Young zitierte den ehemaligen stellvertretenden Richter am Obersten Gerichtshof der USA, Louis Brandeis, der dies 1927 in einem Fall darlegte. „Wenn Zeit bleibt“, sagte Brandeis, „um durch Diskussionen die Unwahrheiten und Trugschlüsse aufzudecken und das Übel durch Aufklärungsprozesse abzuwenden.“ , das Mittel, das angewendet werden muss, ist mehr Reden, nicht erzwungenes Schweigen.“ Während dieses Mittel vor einem Jahrhundert vielleicht funktioniert hat, zeigt ein flüchtiger Blick auf X, dass uns im Online-Zeitalter uneingeschränkte Rede nicht automatisch zu Wahrheit, Fortschritt und Gerechtigkeit führen kann.
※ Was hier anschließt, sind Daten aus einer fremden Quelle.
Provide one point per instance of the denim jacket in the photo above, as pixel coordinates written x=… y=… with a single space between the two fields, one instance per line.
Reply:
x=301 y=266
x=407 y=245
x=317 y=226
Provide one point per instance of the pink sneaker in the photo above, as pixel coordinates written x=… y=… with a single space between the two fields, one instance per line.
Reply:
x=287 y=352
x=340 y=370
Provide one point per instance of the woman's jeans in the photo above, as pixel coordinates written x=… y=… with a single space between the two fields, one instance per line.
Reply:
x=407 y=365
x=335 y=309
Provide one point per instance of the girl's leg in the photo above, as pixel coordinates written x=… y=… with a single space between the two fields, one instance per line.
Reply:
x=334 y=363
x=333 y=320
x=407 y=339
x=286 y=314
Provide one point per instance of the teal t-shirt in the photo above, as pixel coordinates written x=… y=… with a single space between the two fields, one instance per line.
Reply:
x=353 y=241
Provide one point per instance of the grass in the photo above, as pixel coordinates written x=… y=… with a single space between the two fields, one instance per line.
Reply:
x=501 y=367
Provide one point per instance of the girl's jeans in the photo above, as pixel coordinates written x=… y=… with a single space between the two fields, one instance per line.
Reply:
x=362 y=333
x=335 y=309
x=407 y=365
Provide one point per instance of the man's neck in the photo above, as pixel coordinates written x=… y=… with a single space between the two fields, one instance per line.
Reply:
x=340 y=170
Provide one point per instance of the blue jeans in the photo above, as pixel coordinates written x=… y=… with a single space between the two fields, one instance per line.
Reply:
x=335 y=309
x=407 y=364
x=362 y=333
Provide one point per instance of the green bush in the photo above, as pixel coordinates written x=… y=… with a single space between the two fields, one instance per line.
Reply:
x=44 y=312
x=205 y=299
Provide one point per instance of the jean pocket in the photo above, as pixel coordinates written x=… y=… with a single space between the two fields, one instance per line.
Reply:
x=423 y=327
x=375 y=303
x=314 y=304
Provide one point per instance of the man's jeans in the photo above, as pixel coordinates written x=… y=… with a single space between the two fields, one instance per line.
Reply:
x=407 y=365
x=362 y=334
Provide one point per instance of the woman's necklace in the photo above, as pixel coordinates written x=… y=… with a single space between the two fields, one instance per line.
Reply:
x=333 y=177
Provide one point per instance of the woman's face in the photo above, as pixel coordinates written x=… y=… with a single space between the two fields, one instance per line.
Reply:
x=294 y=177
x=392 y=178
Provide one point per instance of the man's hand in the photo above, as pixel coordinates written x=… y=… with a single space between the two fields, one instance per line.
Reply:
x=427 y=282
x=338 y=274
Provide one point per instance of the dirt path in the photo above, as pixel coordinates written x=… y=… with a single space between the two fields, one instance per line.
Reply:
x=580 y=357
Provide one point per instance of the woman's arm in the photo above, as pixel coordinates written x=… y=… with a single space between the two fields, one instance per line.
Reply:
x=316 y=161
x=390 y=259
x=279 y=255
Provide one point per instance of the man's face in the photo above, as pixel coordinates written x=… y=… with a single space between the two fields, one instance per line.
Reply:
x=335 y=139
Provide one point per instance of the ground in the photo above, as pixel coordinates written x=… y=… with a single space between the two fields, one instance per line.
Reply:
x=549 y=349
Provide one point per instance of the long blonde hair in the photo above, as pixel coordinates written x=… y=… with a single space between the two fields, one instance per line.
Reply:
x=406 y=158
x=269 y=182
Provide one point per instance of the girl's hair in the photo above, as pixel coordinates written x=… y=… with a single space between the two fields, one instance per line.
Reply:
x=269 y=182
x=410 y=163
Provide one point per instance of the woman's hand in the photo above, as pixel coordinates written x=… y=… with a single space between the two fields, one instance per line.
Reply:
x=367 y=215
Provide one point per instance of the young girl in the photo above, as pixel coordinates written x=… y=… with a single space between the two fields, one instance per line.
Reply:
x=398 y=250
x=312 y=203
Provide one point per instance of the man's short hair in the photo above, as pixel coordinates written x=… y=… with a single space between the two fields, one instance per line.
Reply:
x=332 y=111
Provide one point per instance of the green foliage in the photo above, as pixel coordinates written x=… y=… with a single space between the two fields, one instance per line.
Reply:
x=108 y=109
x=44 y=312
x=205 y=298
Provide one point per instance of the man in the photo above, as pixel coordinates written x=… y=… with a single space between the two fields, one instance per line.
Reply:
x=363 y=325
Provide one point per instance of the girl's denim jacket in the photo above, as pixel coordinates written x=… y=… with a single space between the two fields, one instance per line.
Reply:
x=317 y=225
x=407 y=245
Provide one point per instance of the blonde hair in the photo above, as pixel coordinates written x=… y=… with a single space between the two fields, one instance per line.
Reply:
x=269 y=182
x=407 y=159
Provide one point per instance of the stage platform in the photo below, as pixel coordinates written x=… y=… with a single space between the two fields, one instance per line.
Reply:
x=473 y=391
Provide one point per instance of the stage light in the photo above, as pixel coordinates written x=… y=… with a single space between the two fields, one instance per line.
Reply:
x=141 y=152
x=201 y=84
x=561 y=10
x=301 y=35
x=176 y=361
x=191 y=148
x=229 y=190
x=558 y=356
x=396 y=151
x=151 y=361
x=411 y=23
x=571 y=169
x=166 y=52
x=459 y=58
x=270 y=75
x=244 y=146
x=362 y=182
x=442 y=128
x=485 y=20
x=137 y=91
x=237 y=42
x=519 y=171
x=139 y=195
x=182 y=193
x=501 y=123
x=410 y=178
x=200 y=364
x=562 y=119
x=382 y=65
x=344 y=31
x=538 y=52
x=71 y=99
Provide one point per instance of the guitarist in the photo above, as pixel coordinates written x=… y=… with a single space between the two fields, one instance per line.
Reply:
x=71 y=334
Auch wenn es leicht ist, Musk allein die Schuld für den Schlamassel zu geben, in dem sich die Plattform derzeit befindet, ist die Wahrheit, dass viele Twitter schon lange vor seiner Übernahme als „Höllenstätte“ bezeichnet haben. Mit oder ohne ihn würde es nie einen „digitalen Stadtplatz“ geben: Das ist ein Widerspruch in sich.

Wenn wir wirklich wollen, dass die freie Meinungsäußerung uns dabei hilft, der Wahrheit näher zu kommen, wie sie sollte, müssen wir andere Foren als performative 280-Zeichen-Soundbites finden, in denen wir unsere Ideen diskutieren können. Musks X stirbt weiterhin einen langsamen und langwierigen Tod. Vielleicht sollten wir dankbar sein.